A round-trip test — test_round_trip_two_cutovers_swap_color_twice — runs two cutovers in sequence against a temp directory and asserts the snippet ends up back at server app:8000; with state pointing at blue. That single test catches the whole class of "I forgot to update one of state or snippet" bugs, because if either side desyncs after the first cutover, the second cutover targets the wrong color and the assertions fail.

Wiring the new step into main

The CLI entrypoint that step 3 introduced grows two more lines — bring the new color up, then cut traffic over:

def main(argv: Iterable[str] | None = None) -> int:
    plan = plan_next_rollout()
    print(plan.describe())
    rc = execute_plan(plan)
    if rc != 0:
        return rc
    cutover = plan_cutover()
    print(cutover.describe())
    return execute_cutover(cutover)

This is the smallest possible composition: step 3's planner brings the new replica up; step 4's planner moves traffic to it. Each phase prints one human-readable summary line before it acts, so an operator following the deploy in CI logs can see exactly which compose command and which nginx reload command were about to run.
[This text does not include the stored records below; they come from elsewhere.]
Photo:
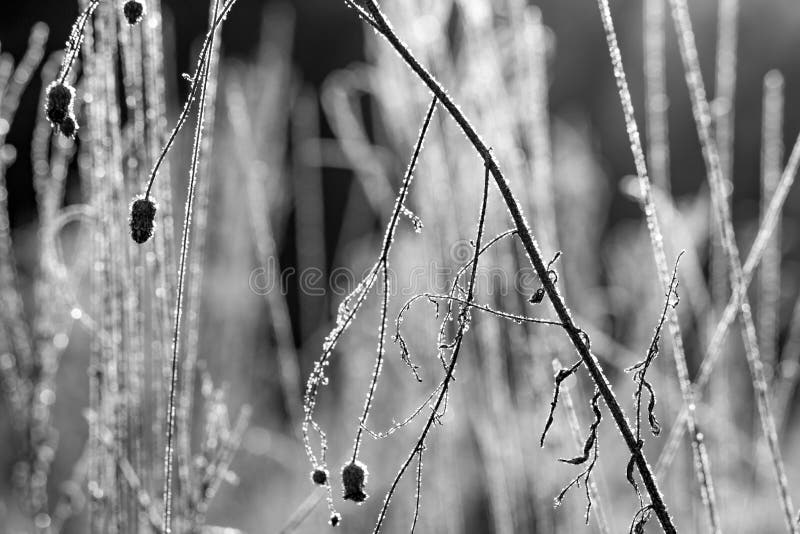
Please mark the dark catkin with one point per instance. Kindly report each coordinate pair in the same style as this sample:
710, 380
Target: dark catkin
143, 214
354, 478
319, 476
59, 102
133, 11
68, 127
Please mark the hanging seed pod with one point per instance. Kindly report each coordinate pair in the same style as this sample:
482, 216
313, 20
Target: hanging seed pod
319, 476
354, 477
133, 11
143, 214
59, 102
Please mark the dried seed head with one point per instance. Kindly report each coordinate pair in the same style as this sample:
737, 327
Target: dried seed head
354, 477
59, 102
143, 213
133, 11
319, 476
68, 127
537, 297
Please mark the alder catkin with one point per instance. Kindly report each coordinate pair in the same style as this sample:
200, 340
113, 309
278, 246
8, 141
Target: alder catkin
59, 102
143, 214
354, 478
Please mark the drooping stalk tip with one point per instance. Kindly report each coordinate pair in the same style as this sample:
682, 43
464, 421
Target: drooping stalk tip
134, 11
143, 214
354, 478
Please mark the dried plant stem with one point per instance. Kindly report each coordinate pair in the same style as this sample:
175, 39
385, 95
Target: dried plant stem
182, 271
383, 265
701, 112
532, 250
196, 82
463, 321
577, 435
703, 470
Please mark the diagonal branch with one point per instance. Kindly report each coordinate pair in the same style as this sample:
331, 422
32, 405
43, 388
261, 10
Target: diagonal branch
577, 336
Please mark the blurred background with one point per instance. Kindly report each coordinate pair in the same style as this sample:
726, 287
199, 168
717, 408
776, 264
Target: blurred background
314, 123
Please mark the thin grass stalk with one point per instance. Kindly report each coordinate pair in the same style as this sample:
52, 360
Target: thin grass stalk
701, 112
656, 100
532, 250
723, 116
182, 270
715, 346
463, 321
770, 271
187, 501
266, 247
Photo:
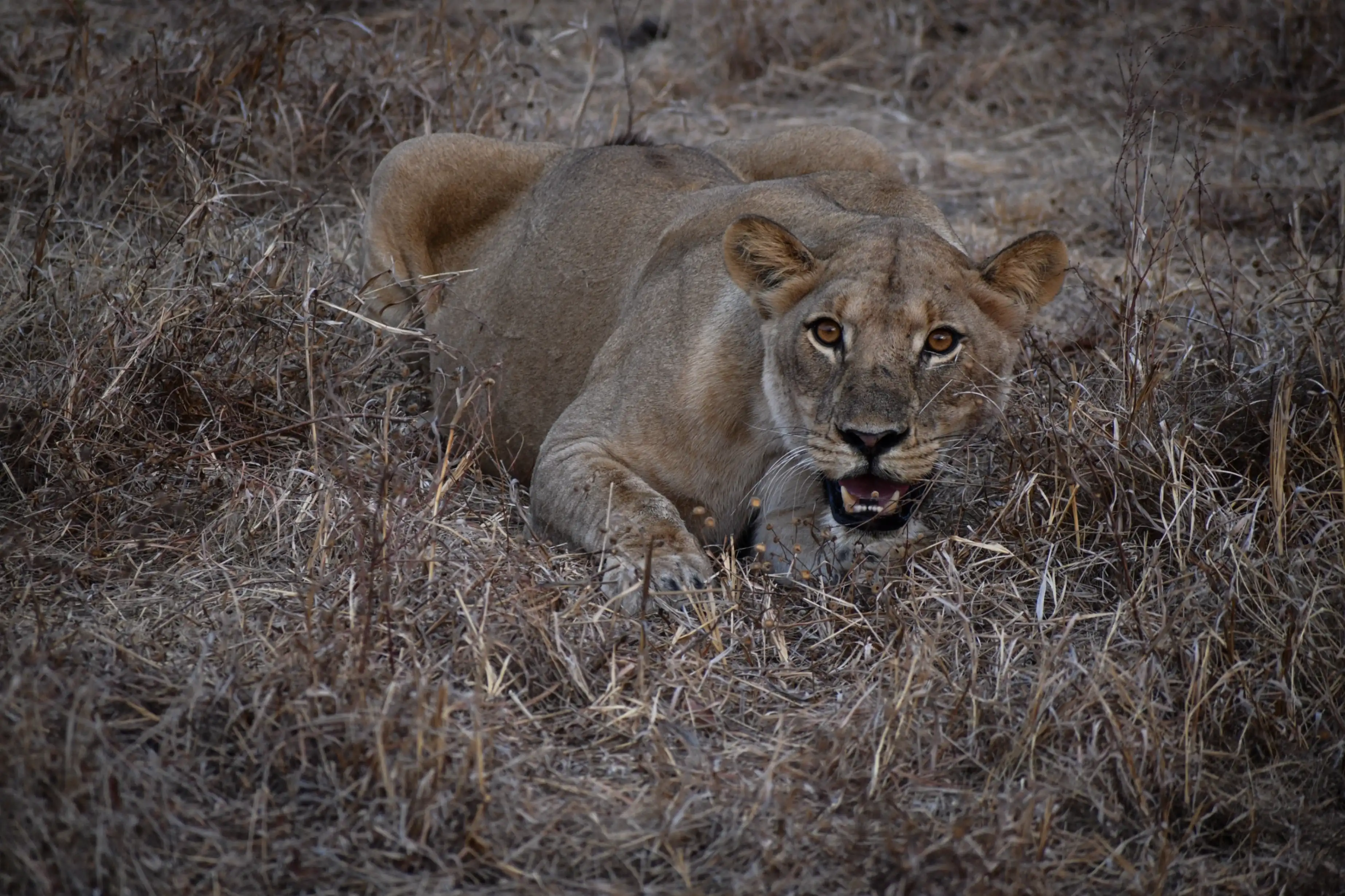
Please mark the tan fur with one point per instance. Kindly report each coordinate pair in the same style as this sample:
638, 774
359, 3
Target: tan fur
646, 311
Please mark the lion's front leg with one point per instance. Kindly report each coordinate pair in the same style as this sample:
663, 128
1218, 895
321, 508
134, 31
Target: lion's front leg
584, 496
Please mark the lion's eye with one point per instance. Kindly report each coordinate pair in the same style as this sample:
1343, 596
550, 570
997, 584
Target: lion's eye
828, 331
941, 341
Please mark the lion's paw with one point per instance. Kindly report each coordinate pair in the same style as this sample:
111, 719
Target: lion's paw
672, 575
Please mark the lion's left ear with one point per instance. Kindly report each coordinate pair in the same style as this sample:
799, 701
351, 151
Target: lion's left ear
1031, 271
768, 263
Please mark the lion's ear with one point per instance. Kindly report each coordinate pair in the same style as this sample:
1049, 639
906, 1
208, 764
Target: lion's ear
1031, 271
768, 263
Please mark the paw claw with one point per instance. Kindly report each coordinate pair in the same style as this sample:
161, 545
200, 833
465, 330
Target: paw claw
672, 576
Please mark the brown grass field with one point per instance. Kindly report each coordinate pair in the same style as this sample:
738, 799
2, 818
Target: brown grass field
261, 630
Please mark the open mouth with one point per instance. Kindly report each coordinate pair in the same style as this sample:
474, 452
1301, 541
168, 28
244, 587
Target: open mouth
871, 502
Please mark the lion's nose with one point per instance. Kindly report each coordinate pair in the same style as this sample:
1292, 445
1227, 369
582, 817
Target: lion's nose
871, 444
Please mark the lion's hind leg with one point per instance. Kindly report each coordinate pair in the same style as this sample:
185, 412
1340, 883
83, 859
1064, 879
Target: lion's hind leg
803, 151
432, 205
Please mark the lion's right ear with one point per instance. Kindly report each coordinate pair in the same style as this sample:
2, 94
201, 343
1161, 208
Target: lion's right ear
768, 263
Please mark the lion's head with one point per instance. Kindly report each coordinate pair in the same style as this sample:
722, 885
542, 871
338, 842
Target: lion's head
885, 349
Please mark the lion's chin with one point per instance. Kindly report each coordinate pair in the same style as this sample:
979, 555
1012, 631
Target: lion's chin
872, 504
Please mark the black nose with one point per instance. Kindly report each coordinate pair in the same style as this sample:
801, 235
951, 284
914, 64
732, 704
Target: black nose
871, 444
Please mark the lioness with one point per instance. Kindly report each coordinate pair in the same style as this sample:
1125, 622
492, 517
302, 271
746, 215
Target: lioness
760, 339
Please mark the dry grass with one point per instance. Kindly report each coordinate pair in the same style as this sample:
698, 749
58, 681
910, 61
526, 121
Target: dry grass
265, 630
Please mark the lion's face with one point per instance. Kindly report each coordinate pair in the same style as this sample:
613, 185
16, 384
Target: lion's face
880, 354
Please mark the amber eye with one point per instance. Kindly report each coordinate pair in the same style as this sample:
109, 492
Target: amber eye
828, 331
941, 341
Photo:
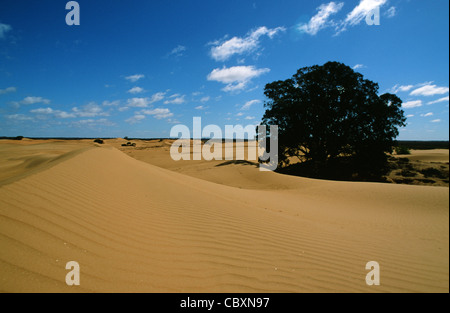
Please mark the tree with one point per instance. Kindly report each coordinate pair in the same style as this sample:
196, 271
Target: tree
328, 112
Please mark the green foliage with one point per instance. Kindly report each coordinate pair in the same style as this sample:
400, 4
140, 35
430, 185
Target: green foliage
434, 172
329, 111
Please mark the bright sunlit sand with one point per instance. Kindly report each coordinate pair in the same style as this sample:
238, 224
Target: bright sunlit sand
134, 226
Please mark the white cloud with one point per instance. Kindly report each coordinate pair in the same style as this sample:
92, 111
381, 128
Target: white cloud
320, 20
138, 102
135, 119
236, 77
248, 104
42, 111
134, 78
222, 51
358, 66
391, 12
29, 101
93, 123
401, 88
205, 99
361, 11
4, 28
7, 90
159, 113
445, 99
430, 90
89, 110
157, 97
34, 100
144, 102
111, 103
136, 90
178, 51
412, 104
55, 113
19, 117
175, 99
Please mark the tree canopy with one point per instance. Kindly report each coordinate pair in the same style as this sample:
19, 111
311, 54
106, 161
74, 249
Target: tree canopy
327, 112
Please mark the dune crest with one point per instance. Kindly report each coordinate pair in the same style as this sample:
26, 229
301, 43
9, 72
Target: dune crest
135, 227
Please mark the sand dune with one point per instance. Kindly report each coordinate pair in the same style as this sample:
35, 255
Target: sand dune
137, 227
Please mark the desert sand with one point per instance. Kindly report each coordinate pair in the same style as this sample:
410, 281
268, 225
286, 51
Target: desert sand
137, 221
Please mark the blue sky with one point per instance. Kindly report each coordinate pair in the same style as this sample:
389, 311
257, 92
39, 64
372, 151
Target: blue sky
137, 68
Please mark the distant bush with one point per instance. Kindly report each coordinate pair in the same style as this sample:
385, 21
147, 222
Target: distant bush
408, 173
402, 150
433, 172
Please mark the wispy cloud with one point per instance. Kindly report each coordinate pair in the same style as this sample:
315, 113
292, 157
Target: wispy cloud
159, 113
19, 117
30, 101
134, 78
412, 104
111, 103
177, 51
175, 99
358, 66
7, 90
90, 123
248, 104
430, 90
136, 90
237, 77
90, 110
144, 102
138, 102
445, 99
205, 99
222, 51
321, 19
359, 13
391, 12
135, 119
54, 113
401, 88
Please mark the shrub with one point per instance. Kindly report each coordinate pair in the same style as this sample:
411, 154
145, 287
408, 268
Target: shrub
407, 173
433, 172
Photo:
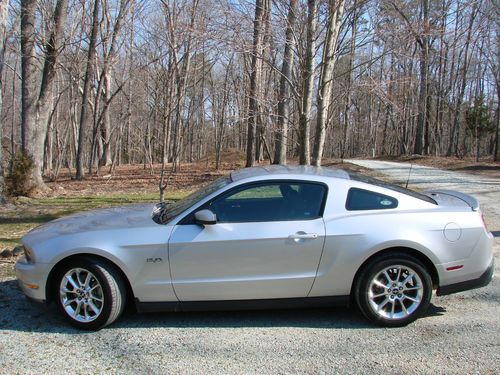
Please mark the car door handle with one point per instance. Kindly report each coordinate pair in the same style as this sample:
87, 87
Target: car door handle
303, 236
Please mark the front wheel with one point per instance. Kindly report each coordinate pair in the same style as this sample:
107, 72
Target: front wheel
90, 293
394, 290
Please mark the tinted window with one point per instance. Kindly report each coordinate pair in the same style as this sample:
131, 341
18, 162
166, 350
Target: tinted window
373, 181
276, 201
359, 199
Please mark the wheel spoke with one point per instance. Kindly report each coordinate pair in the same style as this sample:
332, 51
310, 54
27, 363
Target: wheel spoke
389, 280
72, 282
408, 278
411, 298
87, 280
404, 296
69, 302
412, 288
77, 310
378, 283
381, 306
403, 307
94, 298
392, 308
377, 295
81, 295
94, 307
If anything goes wrong, they can copy-paste either line into a shell and re-run it by hand.

Test it

.venv/bin/python -m pytest tests/
........................................................................ [ 80%]
..................                                                       [100%]
90 passed in 2.68s

Twenty-seven new tests on top of the sixty-three from steps 1–3: twenty-three around the cutover planner and executor in test_rollout.py, three around the include seam and baseline snippet in test_nginx_config.py, and one around the conf.d mount in test_compose_config.py. The whole suite still runs in under three seconds because nothing in the new code talks to a running nginx — the Runner seam from step 3 keeps every reload path stub-friendly.

What we got

A reverse proxy that can swap which app replica it sends traffic to in the time it takes nginx to fork a new worker pool — no restart, no socket churn, no in-flight request lost. The mechanism is one include directive in nginx.conf, one tiny snippet file the rollout script owns, and a SIGHUP. The cutover planner is pure data: plan_cutover reads the current color, computes the target color, and packages the upstream body plus the reload argv on a frozen CutoverPlan without touching disk. The executor performs the three side effects in exactly the order that makes a partial failure harmless: write the new snippet, reload nginx, persist the new color only if the reload succeeded. A failed reload leaves the on-disk state pointing at whatever the proxy is actually serving, so the operator never has to reconcile bookkeeping with reality by hand. With step 3's "bring green up alongside blue" invariant and step 4's "swap traffic atomically" invariant both pinned by tests, the rest of the series can stop worrying about the deploy mechanism and start worrying about the deploy policy — which is exactly what step 5's smoke-test-and-auto-rollback layer is for.

Repository

The companion code for this article: https://github.com/vytharion/docker-rollout-zero-downtime-compose

The state of the code after this step: 287d5fa

Key commits to step through:

  • 3c9de0a — step 1: bootstrap a baseline docker-compose stack with app and reverse proxy
  • f69b280 — step 2: add healthcheck and readiness probe to the app service
  • 0084713 — step 3: write a blue-green rollout script that spins up the green container alongside blue
  • 287d5fa — step 4: switch traffic atomically at the reverse proxy from blue to green

What we're doing this step

Step 4 left the stack in a state where the proxy can swap upstreams atomically — but "atomic swap" is a property of the mechanism, not of the deploy as a whole. The container can pass its readiness probe, nginx can fork a fresh worker pool against the new upstream, and the on-disk state file can roll forward to green — and the new replica can still be returning HTTP 500 to every real request because, say, the migration the new image relies on never ran. Step 5 closes that gap by adding a deliberately small post-cutover verification stage. After the new color is live behind the proxy, the rollout script issues a configurable HTTP probe against the public endpoint and waits for it to return the expected status. If the probe never matches inside the configured attempt budget, the script reverses the cutover: it rewrites the upstream snippet back to the previous color, asks nginx to reload, and only updates the on-disk active-color when nginx reports success. The exit code distinguishes "deploy succeeded" (0), "deploy aborted, previous color restored cleanly" (2), and "something broke that needs a human" (everything else), so a CI job can tell the three apart without parsing logs.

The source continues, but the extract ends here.